Why Smart People Do Stupid Things

by Laurence Gonzales

Pub Date: Sept. 15th, 2008
ISBN: 978-0-393-05838-3
Publisher: Norton

A painter sips turpentine instead of coffee; a pilot lands atop another plane; a climber misses a loop on the rope. Such dumb things happen to people all the time—in part, writes Gonzales (Deep Survival, 2003, etc.), because we’re programmed for them.

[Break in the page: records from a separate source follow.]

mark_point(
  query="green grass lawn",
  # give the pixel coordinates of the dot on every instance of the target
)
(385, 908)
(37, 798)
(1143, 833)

Humans memorize “behavioral scripts” that chart courses for repeated, nearly automatic actions: When someone throws something at you, you duck; when your shoe is untied, you tie it. When a script is more complex—getting a plane up in the air, for instance—any variation in it can cause trouble, as when a pilot leaves out a step on the checklist because of distraction. Much of Gonzales’s continuing exploration of the realm of disasters and surviving them is a catalog of missteps, bad decisions and scripting errors. The climber in question stopped to tie her shoes, invoking a script very similar to the one used in tying a rope, which she was midway through—she nearly died in the bargain. There’s not much that can be done about these sorts of mistakes, however, since the our genetic hard wiring comes plays such a big role. Gonzales’s narrative is a touch disjointed, perhaps because the science is uncertain and because he veers away to touch on other intriguing, but tangential, aspects of the strange makeup of humans. Yes, we’re apes with killing technology, given to “killing our own children by sending them to war at this glorious stage of our evolution,” but that doesn’t have much to do with the point at hand, since we’re not confusing that act with sending the kids off to college or summer camp. Set aside the requirement for coherent development, though, and Gonzales’s piece has plenty of interesting vignettes, such as his discussion of why some people survived the 2004 Christmas tsunami and others did not.

A plea for heightened awareness of our surroundings, and good reading for the how-things-work set.